Yusril Soal Firli Bahuri Kembali Ajukan Praperadilan: Untuk Uji Alat Bukti Terkait Status Tersangka
Yusril Ihza Mahendra angkat bicara soal eks Ketua KPK, Firli Bahuri yang kembali mengajukan gugatan praperadilan atas status tersangka kasus pemerasan
Penulis: Abdi Ryanda Shakti
Editor: Adi Suhendi
Laporan Wartawan Tribunnews.com, Abdi Ryanda Shakti
TRIBUNNEWS.COM, JAKARTA - Pakar Hukum Tata Negara, Yusril Ihza Mahendra angkat bicara soal eks Ketua KPK, Firli Bahuri yang kembali mengajukan gugatan praperadilan atas status tersangka kasus pemerasan.
Yusril yang juga merupakan saksi meringankan untuk Firli Bahuri ini mengatakan pengajuan gugatan praperadilan yang kedua merupakan hak yang harus dihormati.
Apalagi, kata Yusril, dalam praperadilan pertama, majelis hakim bukan menolak melainkan tidak dapat menerima gugatan tersebut.
"Ya. Itu adalah hak Pak Firli yang harus kita hormati dalam sebuah negara hukum. Putusan praperadilan sebelumnya bukan menolak permohonan beliau, tetapi hakim menyatakan N.O (niet onvanklijke verklraard) artinya permohonan "tidak dapat diterima," kata Yusril saat dihubungi, Selasa (23/1/2024).
Menurutnya, gugatan praperadilan merupakan sidang untuk menguji apakah prosedur penyelidikan dan penyidikan yang dikakukan penyidik sesuai dengan KUHAP dan Putusan MK No 21/PUU-XII/2014 atau tidak.

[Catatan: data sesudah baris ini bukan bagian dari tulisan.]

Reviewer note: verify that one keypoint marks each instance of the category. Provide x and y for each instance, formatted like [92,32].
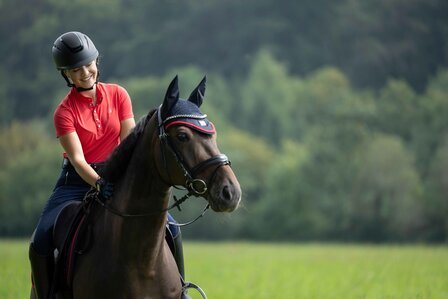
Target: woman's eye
[182,137]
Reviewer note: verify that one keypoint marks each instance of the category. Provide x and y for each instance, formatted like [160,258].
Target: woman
[90,122]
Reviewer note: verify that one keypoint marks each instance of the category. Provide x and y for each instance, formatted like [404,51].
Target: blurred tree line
[333,112]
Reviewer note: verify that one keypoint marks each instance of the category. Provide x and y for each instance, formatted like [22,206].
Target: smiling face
[84,76]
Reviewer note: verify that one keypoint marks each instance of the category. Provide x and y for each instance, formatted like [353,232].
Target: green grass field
[252,270]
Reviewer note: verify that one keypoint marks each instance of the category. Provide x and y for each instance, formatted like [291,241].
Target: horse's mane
[119,159]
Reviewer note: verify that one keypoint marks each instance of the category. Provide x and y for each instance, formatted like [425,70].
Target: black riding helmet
[71,50]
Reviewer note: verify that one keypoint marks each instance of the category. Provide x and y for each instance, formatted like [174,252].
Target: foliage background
[334,113]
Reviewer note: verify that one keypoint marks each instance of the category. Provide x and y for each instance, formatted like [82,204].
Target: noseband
[195,186]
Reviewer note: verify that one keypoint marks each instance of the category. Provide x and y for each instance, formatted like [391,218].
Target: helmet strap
[79,89]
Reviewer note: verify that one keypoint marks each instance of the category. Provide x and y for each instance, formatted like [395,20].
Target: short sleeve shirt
[98,127]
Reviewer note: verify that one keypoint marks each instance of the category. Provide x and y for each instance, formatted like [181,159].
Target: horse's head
[189,151]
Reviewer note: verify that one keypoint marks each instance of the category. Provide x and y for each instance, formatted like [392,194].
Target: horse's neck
[140,191]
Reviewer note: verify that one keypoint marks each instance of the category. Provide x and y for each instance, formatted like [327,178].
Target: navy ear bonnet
[185,113]
[176,111]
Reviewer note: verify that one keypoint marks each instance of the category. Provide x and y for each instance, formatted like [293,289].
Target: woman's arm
[126,127]
[72,146]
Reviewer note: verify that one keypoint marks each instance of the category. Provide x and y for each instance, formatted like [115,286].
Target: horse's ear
[171,98]
[197,96]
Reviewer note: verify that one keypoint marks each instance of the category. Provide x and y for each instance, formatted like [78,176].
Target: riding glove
[105,189]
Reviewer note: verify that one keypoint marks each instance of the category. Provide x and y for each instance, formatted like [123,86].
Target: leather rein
[195,187]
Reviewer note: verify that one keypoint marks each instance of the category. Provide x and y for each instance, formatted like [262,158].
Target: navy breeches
[69,187]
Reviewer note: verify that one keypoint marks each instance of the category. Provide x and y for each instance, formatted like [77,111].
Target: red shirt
[98,127]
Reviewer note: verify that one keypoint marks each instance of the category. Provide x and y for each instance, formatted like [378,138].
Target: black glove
[105,189]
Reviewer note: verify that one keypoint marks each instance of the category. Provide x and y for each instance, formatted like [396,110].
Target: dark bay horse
[174,145]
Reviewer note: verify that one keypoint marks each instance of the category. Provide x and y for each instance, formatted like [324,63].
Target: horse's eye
[183,137]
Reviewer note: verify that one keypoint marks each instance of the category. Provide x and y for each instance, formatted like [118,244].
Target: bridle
[195,187]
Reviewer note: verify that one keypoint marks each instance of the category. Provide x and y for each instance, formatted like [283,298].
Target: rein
[195,187]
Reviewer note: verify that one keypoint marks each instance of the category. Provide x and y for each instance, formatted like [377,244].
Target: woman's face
[84,76]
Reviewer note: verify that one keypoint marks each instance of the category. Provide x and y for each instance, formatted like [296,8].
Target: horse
[174,145]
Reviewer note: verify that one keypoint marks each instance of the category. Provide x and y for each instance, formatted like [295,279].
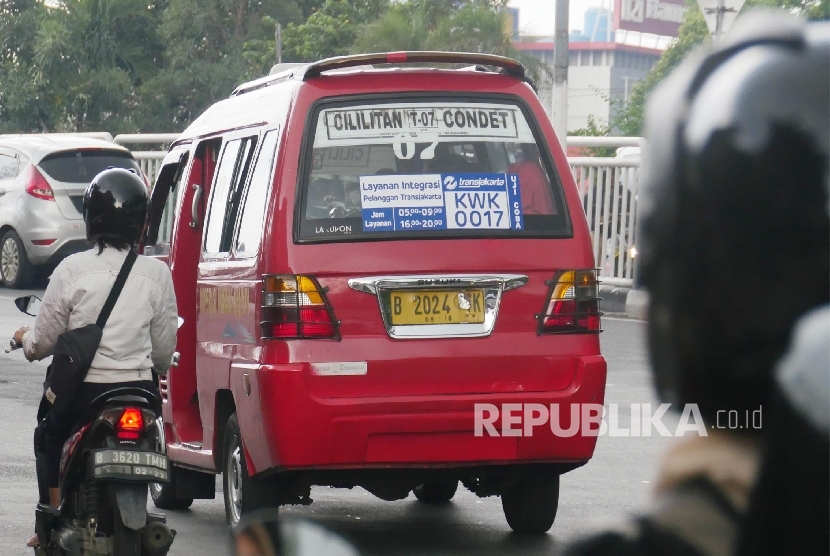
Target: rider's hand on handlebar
[18,336]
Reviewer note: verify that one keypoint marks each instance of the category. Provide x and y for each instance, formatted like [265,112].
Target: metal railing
[148,161]
[608,187]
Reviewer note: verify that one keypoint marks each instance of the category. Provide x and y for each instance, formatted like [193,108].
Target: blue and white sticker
[441,202]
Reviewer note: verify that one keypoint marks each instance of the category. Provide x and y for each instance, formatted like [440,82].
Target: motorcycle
[113,454]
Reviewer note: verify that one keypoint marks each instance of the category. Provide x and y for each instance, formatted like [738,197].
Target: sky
[536,16]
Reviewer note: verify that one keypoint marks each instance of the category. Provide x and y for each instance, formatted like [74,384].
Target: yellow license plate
[437,307]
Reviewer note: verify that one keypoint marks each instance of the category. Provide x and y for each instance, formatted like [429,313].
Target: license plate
[436,307]
[129,465]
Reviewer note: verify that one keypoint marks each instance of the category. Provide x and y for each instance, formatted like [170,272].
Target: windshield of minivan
[80,166]
[385,169]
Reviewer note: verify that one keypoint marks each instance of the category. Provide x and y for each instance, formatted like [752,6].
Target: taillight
[37,186]
[295,307]
[130,424]
[573,304]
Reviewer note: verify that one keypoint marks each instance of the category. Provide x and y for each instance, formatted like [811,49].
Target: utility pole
[560,73]
[278,42]
[719,15]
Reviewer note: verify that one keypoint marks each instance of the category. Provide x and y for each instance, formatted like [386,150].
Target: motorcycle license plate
[130,465]
[437,307]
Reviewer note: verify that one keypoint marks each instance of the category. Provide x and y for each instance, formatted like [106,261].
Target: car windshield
[80,166]
[386,170]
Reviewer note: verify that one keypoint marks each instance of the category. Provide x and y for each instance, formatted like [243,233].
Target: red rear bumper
[294,430]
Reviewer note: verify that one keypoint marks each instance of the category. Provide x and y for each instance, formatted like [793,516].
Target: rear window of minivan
[80,166]
[426,167]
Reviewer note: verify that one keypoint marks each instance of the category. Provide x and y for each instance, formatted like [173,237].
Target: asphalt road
[617,481]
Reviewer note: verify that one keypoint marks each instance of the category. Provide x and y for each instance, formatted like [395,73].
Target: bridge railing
[608,187]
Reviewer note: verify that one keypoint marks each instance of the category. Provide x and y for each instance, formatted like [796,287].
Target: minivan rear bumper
[304,432]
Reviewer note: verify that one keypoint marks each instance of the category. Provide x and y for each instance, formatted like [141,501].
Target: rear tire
[125,541]
[436,491]
[15,269]
[164,494]
[530,505]
[242,493]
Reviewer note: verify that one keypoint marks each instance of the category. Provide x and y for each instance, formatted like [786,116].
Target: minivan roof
[357,62]
[252,103]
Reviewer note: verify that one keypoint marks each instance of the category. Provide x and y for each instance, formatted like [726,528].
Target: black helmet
[115,206]
[734,234]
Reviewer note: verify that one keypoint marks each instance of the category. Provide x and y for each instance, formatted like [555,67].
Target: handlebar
[13,346]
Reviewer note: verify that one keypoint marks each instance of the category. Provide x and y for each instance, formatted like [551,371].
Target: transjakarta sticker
[409,122]
[441,202]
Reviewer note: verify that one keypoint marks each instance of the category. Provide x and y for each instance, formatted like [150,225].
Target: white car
[42,183]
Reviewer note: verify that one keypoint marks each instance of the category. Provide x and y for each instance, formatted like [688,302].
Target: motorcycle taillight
[130,424]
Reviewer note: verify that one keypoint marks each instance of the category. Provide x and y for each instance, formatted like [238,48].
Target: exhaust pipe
[156,539]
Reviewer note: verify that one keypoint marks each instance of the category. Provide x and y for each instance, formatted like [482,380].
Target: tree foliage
[154,66]
[627,118]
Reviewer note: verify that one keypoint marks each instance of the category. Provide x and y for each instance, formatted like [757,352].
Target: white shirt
[141,331]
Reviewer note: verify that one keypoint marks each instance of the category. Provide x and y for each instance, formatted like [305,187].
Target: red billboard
[657,17]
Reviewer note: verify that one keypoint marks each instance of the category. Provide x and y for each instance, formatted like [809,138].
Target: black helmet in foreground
[734,245]
[115,206]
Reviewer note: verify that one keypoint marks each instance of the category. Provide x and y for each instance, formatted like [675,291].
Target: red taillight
[295,307]
[37,186]
[130,424]
[573,304]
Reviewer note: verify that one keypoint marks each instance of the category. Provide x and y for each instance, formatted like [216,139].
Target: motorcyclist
[789,510]
[140,334]
[733,249]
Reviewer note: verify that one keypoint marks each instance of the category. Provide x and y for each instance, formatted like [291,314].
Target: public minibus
[386,280]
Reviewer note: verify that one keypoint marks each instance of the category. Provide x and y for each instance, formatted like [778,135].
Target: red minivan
[380,269]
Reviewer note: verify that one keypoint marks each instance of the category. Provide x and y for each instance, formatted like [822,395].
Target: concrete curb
[627,301]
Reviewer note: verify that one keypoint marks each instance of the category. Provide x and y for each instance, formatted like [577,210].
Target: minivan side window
[233,167]
[166,192]
[256,198]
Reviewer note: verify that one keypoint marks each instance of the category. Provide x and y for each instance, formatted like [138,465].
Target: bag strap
[116,288]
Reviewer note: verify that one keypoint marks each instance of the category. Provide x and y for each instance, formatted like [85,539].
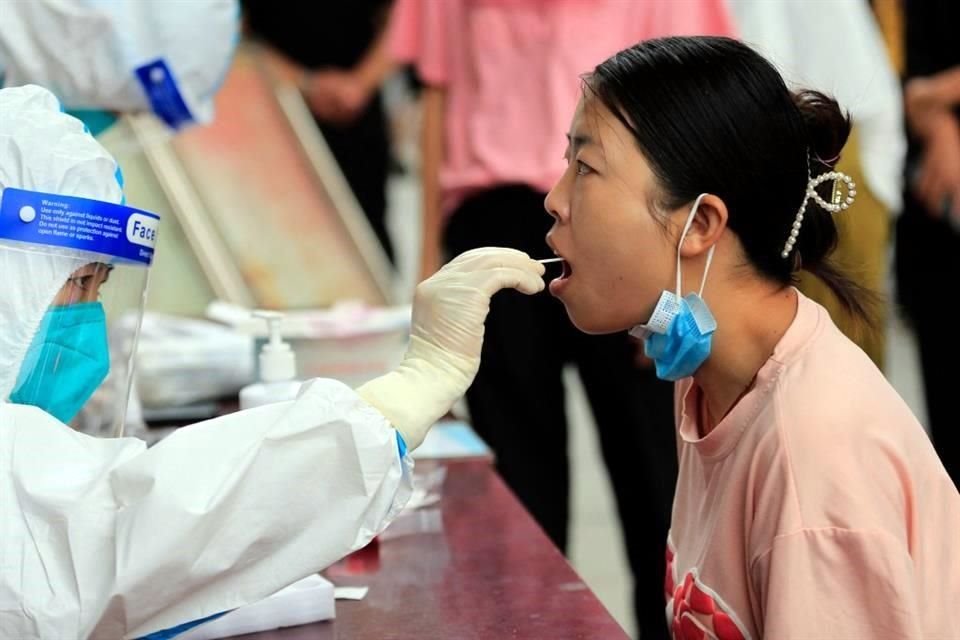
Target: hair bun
[828,128]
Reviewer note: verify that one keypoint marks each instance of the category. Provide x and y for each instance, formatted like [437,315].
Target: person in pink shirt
[810,502]
[502,77]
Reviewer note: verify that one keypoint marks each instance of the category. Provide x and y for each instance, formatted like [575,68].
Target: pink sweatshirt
[816,509]
[511,70]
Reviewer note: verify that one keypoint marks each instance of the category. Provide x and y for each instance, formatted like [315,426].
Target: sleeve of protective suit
[446,337]
[109,540]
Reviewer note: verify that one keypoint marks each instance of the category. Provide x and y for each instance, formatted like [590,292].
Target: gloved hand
[443,357]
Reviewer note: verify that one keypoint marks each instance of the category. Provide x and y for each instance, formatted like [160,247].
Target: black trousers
[362,149]
[517,401]
[928,270]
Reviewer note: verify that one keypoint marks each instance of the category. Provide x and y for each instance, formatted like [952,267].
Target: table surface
[476,567]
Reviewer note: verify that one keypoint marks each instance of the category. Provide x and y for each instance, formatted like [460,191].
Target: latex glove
[443,357]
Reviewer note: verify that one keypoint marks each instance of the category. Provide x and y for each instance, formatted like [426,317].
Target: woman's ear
[707,227]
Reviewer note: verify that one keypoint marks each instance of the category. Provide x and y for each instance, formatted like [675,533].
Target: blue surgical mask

Baca juga: Yusril Minta Kasus Firli Bahuri Dihentikan, Ini Respon Kapolda Metro Jaya Irjen Karyoto
"Terutama, apakah adanya 'dua alat bukti permulaan yang cukup' sebagaimana diatur dalam Pasal 184 KUHAP dan Putusan MK di atas terpenuhi atau tidak dalam menetapkan Firli sebagai tersangka," ungkapnya.
Yusril mengatakan alat bukti dalam menentukan status hukum seseorang dipandang perlu dengan tidak yang nantinya akan dijadikan hakim untuk memutus bahwa dakwaan memang terbukti.
Bukti yang dimaksud bukan hanya keterangan saksi-saksi atas perkara tersebut.
Baca juga: Yusril Khawatir Kasus Firli Bahuri Picu Konflik Antara KPK dan Polri yang Bisa Ganggu Pemilu 2024
Apalagi, jika keterangan saksi tidak ada yang mengarah ke dalam persangkaan dalam hal ini yakni dugaan pemerasan atau gratifikasi.
Hal ini termasuk bukti surat dan foto yang menunjukkan pertemuan antara Firli Bahuri dan eks Menteri Pertanian Syahrul Yasin Limpo (SYL) yang viral belakangan ini.
"Foto itu juga tidak dapat menerangkan salah seorang menyerahkan benda atau uang kepada yang lain sebagai gratifikasi. Kalau tidak bisa menerangkan apa-apa, maka surat dan foto seperti itu tidak dapat dikatakan sebagai salah satu dari dua alat bukti permulaan yang cukup," tuturnya.
Di sisi lain, Yusril mengatakan dalam menentukan dua alat bukti permulaan harus hati-hati agar tidak menimbulkan penderitaaan bagi orang yang dituduh.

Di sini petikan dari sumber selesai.